Frühstarter trifft Spätzünder

In diese Grundordnung baute Werner dann Christian Groß als zentralen Mittelfeldspieler ein und schuf mit Weiser und Anthony Jung ein neues starkes Außenverteidigerpaar. Nun aber musste innerhalb einer Woche die halbe Mannschaft verändert werden.

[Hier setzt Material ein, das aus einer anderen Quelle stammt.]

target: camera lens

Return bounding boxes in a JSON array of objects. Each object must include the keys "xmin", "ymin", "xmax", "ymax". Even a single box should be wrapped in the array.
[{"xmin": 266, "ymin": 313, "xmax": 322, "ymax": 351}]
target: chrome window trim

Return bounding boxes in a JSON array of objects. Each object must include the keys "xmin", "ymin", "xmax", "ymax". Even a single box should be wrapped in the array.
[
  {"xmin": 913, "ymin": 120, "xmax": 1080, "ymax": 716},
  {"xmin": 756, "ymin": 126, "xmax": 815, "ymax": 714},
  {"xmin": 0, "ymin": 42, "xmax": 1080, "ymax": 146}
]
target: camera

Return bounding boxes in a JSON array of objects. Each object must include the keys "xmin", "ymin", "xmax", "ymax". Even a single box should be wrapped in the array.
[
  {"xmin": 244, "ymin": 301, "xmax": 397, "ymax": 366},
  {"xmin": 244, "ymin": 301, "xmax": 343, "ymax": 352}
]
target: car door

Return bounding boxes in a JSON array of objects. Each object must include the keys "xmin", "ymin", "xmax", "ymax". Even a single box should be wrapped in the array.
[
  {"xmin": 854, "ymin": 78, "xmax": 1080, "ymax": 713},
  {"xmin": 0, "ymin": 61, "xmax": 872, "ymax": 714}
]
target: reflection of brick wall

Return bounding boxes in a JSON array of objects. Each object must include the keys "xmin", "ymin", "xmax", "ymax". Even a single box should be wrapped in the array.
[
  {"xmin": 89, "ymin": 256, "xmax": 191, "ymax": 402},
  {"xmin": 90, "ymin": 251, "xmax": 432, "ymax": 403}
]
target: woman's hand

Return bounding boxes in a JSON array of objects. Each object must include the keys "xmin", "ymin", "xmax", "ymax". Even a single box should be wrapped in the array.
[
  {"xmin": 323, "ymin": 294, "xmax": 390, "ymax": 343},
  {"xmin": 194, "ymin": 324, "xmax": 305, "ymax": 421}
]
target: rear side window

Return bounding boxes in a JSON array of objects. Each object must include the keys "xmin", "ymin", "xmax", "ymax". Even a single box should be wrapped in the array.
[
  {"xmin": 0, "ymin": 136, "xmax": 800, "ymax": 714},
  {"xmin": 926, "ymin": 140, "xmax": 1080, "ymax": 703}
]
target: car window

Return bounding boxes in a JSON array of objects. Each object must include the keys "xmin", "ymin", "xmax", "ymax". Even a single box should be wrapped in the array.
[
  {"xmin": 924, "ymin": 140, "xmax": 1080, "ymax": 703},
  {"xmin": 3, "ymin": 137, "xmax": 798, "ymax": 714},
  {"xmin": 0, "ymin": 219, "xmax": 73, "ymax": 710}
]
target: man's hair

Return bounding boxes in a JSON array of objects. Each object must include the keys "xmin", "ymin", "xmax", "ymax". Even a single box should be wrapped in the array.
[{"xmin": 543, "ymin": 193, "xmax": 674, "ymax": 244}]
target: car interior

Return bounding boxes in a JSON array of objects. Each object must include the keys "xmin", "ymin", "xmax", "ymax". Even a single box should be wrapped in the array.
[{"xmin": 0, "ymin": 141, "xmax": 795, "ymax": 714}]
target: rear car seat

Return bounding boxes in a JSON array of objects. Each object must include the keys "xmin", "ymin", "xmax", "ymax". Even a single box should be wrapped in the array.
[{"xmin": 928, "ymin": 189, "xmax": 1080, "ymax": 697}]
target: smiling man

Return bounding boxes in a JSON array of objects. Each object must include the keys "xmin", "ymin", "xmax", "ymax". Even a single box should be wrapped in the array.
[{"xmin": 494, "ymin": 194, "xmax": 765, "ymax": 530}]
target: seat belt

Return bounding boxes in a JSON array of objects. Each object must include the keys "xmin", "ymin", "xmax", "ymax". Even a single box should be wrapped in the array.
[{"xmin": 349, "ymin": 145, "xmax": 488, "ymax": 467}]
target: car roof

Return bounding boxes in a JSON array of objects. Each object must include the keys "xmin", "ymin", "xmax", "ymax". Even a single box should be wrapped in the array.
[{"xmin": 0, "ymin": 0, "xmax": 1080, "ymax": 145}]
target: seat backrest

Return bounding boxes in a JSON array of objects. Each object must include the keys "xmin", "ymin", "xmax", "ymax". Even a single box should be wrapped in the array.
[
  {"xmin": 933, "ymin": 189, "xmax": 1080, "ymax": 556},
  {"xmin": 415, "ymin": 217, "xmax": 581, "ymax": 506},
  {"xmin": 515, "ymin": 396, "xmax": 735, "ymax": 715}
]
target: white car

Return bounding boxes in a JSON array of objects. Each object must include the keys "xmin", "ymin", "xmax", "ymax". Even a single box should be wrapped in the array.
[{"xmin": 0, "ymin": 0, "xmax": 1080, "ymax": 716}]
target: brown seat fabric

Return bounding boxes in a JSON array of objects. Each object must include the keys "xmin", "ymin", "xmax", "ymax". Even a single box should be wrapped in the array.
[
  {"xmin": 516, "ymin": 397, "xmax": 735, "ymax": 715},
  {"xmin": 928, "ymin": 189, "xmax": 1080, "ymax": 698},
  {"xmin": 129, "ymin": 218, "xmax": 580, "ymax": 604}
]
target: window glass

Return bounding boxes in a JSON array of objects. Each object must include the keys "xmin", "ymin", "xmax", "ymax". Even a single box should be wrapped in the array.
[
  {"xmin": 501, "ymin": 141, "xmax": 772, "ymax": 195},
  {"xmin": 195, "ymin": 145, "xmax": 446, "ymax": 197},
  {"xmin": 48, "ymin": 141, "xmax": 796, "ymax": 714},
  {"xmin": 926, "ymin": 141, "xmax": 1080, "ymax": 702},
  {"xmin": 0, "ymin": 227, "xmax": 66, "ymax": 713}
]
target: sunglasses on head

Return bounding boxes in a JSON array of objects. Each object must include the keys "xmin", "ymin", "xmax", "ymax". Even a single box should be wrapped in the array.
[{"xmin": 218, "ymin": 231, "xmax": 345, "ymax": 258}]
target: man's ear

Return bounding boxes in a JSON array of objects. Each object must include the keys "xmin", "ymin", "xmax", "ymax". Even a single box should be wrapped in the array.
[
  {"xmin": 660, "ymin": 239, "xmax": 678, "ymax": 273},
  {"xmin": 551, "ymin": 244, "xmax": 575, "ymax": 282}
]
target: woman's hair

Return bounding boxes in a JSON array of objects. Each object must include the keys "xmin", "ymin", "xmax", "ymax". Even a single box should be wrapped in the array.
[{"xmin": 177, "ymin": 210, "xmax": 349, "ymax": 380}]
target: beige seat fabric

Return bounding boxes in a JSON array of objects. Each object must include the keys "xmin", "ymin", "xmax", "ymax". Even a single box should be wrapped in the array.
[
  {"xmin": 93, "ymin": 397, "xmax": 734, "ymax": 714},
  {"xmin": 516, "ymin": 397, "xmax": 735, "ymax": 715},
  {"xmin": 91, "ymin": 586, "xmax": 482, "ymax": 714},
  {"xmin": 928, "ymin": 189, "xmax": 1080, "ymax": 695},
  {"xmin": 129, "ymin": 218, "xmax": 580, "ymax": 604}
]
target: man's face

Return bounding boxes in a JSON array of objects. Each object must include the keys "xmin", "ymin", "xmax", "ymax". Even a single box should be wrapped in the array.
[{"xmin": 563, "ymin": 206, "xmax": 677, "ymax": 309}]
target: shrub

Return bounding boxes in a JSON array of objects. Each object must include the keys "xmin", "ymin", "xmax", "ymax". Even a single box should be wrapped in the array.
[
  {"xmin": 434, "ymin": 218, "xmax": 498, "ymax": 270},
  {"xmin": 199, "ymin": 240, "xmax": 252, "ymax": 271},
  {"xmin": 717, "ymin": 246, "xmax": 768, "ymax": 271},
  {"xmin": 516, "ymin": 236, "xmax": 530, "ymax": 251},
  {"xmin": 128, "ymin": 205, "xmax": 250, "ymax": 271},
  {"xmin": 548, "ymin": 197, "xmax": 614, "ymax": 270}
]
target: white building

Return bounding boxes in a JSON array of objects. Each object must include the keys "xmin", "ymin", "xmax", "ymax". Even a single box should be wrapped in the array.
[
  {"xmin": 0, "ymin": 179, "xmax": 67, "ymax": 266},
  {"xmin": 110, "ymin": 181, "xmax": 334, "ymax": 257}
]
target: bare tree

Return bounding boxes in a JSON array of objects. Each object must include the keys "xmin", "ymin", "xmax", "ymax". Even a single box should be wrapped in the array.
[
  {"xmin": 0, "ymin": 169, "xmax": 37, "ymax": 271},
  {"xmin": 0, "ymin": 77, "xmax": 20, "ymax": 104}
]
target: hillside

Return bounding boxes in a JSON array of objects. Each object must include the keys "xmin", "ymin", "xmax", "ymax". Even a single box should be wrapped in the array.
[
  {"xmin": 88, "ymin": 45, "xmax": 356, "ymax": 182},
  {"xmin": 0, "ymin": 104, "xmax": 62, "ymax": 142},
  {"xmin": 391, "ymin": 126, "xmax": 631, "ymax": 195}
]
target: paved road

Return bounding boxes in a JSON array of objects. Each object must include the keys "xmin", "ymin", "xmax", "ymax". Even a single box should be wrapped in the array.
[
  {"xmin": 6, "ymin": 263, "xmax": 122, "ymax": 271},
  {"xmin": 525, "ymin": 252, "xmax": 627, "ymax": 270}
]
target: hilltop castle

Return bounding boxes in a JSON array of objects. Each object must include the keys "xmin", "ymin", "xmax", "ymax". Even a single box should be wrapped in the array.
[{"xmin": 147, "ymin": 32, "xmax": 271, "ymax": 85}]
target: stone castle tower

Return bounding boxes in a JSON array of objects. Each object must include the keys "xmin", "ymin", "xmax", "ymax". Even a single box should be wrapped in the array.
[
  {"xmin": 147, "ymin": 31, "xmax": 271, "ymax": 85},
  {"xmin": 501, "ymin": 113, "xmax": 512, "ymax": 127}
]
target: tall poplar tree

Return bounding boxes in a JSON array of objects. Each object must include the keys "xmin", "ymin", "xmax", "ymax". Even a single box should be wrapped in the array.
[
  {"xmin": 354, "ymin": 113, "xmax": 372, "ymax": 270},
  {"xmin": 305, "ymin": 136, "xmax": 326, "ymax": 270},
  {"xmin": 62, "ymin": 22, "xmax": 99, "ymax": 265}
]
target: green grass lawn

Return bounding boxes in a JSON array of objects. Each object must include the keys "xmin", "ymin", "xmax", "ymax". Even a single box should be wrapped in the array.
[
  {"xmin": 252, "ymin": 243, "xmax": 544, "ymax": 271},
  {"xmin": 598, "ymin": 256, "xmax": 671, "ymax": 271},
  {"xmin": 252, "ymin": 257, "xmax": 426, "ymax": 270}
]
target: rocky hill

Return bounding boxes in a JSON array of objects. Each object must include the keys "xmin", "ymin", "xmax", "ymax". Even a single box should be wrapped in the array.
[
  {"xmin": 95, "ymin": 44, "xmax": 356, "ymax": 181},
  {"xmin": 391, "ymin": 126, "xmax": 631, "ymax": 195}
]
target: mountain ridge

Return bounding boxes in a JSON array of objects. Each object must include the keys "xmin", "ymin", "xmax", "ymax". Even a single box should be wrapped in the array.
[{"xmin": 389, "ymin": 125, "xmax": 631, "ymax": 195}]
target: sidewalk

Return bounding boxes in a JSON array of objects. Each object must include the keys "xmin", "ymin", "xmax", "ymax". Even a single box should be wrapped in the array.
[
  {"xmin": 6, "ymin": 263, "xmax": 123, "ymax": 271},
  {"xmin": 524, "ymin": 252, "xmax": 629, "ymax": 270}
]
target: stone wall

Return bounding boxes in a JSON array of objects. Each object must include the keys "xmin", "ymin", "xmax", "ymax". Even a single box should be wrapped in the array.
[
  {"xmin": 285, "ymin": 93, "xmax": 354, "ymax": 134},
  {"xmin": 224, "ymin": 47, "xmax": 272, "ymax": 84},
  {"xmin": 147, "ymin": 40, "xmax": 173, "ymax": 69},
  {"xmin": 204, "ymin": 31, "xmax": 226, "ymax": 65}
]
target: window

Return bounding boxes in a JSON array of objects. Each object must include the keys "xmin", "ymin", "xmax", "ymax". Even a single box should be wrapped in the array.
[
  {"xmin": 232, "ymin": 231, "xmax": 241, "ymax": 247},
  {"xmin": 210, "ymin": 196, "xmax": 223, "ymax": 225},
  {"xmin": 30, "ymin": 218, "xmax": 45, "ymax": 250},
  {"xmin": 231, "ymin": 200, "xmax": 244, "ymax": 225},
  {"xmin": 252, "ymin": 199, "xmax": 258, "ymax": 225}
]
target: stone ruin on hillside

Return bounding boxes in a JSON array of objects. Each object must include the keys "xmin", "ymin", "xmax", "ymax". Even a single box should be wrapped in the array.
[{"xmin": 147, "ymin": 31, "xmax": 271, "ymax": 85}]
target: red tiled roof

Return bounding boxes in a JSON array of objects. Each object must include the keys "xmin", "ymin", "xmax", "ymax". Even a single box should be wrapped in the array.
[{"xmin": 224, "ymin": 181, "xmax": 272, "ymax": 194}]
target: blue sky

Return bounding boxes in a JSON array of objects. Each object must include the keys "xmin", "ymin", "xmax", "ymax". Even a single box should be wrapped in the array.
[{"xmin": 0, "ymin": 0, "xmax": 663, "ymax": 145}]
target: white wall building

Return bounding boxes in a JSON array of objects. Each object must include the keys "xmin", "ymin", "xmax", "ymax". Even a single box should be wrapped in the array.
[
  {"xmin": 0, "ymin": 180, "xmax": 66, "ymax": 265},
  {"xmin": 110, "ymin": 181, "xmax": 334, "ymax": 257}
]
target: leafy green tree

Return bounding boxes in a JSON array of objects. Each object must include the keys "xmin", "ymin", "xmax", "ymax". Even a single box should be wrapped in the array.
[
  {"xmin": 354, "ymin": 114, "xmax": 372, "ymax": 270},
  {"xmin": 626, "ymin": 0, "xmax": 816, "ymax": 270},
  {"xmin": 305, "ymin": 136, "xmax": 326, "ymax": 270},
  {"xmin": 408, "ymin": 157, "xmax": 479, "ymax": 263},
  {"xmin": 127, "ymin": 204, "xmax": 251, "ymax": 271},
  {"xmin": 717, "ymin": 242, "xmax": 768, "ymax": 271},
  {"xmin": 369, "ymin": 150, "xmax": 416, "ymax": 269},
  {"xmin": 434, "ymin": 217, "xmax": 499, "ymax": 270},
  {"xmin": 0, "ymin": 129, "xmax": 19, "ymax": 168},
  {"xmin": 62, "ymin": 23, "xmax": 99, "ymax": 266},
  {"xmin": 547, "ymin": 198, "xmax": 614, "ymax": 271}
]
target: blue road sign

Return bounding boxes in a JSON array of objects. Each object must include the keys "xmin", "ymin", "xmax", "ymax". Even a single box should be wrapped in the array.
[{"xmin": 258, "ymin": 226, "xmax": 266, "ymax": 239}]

Mit möglichst wenigen Eingriffen eine klare Struktur schaffen: Das zeichnet Werners Stil aus. So gab er nach Amtsantritt der verunsicherten Mannschaft Selbstbewusstsein und Stabilität zurück. Und so agierte er auch jetzt wieder: Trotz zweier fehlender starker Innenverteidiger blieb er bei der Dreierkette, und er bildete sie aus den erfahrensten Spielern, die er noch zur Verfügung hatte. Besonderer Schachzug: Als Toprak-Vertreter in der zentralen Abwehrposition setzte er auf Christian Groß, der mit der gleichen Ruhe und Übersicht agierte wie im Mittelfeld.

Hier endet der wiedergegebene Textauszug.